PureK Holdings initially followed an acquisition-driven growth model, aiming to identify and scale promising wellness and consumer brands across multiple categories. The company’s first major acquisition was PureKana, a CBD brand specializing in hemp-derived wellness products. PureKana was an early leader in the direct-to-consumer (DTC) CBD space, leveraging aggressive digital marketing, influencer partnerships, and affiliate programs to drive revenue growth. It was particularly known for its tinctures, gummies, and topical CBD products, which gained traction among health-conscious consumers looking for natural alternatives to traditional wellness supplements
At the time, the CBD market was experiencing rapid expansion, fueled by increasing consumer awareness and regulatory changes following the passage of the 2018 U.S. Farm Bill, which legalized hemp-derived cannabidiol (CBD) at the federal level. However, the market also became saturated quickly, with thousands of new brands entering the space, leading to intense competition and rising customer acquisition costs. Despite generating substantial revenue, PureKana struggled to achieve profitability, as marketing and customer retention costs outweighed sales growth.

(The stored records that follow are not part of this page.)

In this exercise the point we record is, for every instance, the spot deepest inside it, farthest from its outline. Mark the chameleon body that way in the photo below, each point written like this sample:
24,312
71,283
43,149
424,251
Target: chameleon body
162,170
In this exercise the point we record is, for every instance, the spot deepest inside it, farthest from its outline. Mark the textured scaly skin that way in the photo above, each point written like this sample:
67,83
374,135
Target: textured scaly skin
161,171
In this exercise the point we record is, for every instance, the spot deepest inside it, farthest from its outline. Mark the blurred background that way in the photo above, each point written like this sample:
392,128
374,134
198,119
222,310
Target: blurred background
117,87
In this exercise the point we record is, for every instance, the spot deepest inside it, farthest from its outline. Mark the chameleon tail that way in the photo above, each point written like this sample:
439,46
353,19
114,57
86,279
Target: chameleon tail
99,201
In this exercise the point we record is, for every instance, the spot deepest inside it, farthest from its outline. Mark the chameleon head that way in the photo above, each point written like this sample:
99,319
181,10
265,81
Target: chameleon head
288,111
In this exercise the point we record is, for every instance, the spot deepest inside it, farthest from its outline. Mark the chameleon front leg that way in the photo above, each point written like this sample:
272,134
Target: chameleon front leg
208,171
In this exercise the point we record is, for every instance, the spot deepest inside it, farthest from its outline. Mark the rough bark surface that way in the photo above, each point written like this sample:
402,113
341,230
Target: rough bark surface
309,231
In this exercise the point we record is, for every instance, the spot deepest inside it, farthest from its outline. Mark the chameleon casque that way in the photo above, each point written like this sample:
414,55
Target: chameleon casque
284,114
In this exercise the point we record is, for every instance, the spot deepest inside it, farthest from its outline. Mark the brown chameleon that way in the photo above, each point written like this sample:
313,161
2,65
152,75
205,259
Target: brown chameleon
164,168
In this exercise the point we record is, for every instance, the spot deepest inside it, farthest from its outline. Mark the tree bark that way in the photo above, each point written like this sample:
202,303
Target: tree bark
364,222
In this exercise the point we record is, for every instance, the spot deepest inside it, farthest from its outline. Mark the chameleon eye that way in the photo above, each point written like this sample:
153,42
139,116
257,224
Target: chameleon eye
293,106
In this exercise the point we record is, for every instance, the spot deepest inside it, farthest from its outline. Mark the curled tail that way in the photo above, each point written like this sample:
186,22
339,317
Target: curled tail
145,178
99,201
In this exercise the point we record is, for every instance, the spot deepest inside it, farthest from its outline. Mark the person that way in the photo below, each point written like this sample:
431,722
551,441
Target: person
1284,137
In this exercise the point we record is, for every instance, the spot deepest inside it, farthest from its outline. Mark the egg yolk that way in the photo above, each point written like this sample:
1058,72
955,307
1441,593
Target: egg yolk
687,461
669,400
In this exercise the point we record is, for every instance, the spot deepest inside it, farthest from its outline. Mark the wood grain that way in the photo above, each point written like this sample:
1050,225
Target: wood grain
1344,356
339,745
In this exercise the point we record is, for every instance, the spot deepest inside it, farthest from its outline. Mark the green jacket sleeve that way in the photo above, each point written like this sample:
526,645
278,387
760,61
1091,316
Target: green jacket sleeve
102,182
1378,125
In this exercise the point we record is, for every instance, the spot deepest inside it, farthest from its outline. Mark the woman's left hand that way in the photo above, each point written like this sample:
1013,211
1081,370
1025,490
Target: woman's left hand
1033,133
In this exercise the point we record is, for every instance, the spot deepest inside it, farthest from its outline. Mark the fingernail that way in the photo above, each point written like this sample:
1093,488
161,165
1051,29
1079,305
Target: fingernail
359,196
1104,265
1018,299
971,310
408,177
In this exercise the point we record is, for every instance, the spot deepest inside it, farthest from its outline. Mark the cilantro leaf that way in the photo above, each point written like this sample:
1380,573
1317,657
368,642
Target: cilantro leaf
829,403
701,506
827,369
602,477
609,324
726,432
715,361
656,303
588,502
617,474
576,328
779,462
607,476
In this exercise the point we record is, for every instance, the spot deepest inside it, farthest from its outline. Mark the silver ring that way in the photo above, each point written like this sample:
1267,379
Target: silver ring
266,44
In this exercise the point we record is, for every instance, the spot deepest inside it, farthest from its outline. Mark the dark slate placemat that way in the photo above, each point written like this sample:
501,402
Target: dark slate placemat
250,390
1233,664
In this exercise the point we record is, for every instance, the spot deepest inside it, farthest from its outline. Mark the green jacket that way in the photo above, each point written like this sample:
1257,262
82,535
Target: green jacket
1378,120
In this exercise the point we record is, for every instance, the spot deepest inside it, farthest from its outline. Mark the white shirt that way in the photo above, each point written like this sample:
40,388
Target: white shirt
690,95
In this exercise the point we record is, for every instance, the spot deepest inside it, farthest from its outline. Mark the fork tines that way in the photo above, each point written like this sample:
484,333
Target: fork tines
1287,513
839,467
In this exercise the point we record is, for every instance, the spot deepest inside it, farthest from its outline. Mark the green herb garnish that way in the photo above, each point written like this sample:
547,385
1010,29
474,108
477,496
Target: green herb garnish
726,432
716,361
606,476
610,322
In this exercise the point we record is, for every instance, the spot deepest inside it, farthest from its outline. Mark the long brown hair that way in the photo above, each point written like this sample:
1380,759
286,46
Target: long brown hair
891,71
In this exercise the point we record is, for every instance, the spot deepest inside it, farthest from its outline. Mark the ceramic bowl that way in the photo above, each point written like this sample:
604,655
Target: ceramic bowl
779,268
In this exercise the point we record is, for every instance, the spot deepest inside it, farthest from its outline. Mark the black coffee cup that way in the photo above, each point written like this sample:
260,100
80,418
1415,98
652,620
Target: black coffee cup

Recognizing the potential of other high-growth wellness categories, PureK Holdings continued its expansion into adjacent markets, acquiring No B.S. Skincare, a plant-based, paraben-free skincare brand designed for consumers looking for clean, transparent beauty products. No B.S. positioned itself as a disruptor in the beauty industry, eliminating unnecessary additives, synthetic fragrances, and harsh chemicals, focusing instead on science-backed, natural ingredients.
In 2021, the company acquired TRUBAR, a vegan, gluten-free protein bar brand that differentiated itself by catering specifically to women, an underserved demographic in the protein supplement market. At the time of acquisition, TRUBAR was generating just $1 million in revenue, but its clean ingredient profile, indulgent taste, and unique branding positioned it well for scalability in retail and e-commerce channels.
Despite its expanding portfolio, the company faced significant financial challenges due to high operational costs and a lack of profitability in several segments. The CBD business, which had been expected to be a major growth driver, turned into a financial burden, as PureKana’s reliance on high-cost digital marketing strategies resulted in unsustainable losses. The CBD industry as a whole faced headwinds, including increased competition, tightening regulations on advertising, and declining customer acquisition efficiency.
By 2022, it became clear that the company’s broad brand acquisition strategy was not working. While it had built a portfolio of promising brands, the lack of financial discipline, inefficient marketing spend, and a focus on struggling segments kept the company in a cash-burning cycle. Despite TRUBAR showing early signs of success, its performance was overshadowed by the mounting losses of the CBD business, which continued to drain resources. At the same time, the company faced difficulties with its balance sheet, as it had high levels of debt, primarily related to PureKana’s operations and marketing expenses. This financial strain made it increasingly difficult to invest in TRUBAR’s growth, even though retailers were showing strong interest in expanding the brand’s distribution.
By early 2023, Simply Better Brands began reevaluating its entire business model, shifting from a brand incubator approach to a focus on high-margin, scalable brands.